Hal yang paling menyedihkan ketika harus repot menyiapkan makanan, itupun tidak seberapa enak, karena apapun masakannya bumbu yang ku tahu hanya ketumbar, bawang merah dan bawang putih.
Dan kesedihan berikutnya adalah kemudian harus memakannya sendirian, kalau saja Emak bersamaku, dia pasti bisa membuatnya lebih lezat.
Jika emak bersamaku, dia tak kan membiarkanku, makan dalam kesedihan.
Ah ... Emak, mengingat kasihmu hanya membuatku menangis, betapa didunia sebesar ini benar-benar tak ada yang mencintaiku lebih darimu.
Walaupun disini memang untuk bekerja, tapi sungguh bukan pekerjaan yang membuatku merasa berat dan tidak betah.
Aku bukan tak kuat bekerja keras, Aku mampu. Nyatanya kesedihan justru datang disaat-saat sendirian, dan lengang.

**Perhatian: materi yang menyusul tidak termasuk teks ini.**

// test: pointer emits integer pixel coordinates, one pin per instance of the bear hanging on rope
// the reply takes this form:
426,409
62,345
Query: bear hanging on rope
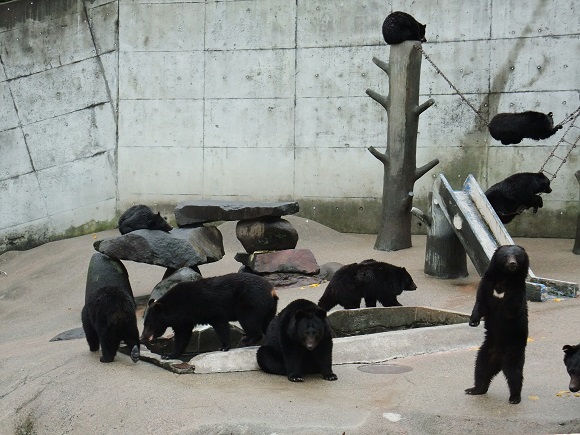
400,26
517,193
511,128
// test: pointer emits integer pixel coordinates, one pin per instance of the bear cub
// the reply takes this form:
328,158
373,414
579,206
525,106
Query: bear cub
141,217
400,26
370,279
516,193
109,317
511,128
501,300
298,342
249,299
572,362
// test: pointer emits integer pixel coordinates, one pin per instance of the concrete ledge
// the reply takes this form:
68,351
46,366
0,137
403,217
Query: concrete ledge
363,349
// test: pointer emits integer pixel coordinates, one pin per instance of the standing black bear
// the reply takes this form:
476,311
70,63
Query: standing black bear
109,317
400,26
501,300
517,193
247,298
298,341
513,127
141,217
372,280
572,362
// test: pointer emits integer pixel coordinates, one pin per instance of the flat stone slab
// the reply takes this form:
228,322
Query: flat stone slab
181,247
202,211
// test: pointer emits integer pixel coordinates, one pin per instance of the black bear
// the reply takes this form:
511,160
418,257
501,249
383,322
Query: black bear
141,217
517,193
109,317
501,300
400,26
249,299
572,362
510,128
370,279
298,342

"Ham ...," Itu suara Zul, tak ku pungkiri, bahagia terkadang dengan kehadirannya. Mau bagaimana lagi dialah disini yang selalu rajin menyambangiku.
"Tak tidur Kau Zul?" ucapku setelah membuka pintu, dia hampir tak pernah masuk kerumah, biasanya hanya berhenti diteras.
"Bosan tidur terus Ham, Mau coba keluar tak Ham? Suntuk rasanya melihat hamparan tambak siang dan malam," sepertinya keadaan batinnya tau jauh beda dariku.
"Boleh, kemana kita Zul? Aku juga sudah mulai kangen rumah. Sudah mulai rindu masakan emakku yang tak pernah hambar Zul!" ucapku sedikit kuberi tawa agar tak terlalu terdengar nelangsa.
"Yang pasti harus keluar dulu dari area tambak, ternyata yang lain juga keluar dimalam minggu Ham, kita saja yang tak tahu, malam minggu malah berdua-dua sama kamu jiahhh ...," Zul berlagak memandang sinis padaku.
"Bukan hanya malam minggu, setiap hari kau mendatangiku Zul, hahh ... baik segera kau pacari siLina, takut juga aku kau jadikan pelarian ha ... ha ..., " tawaku keras, menetralisir tekanan didalam sana.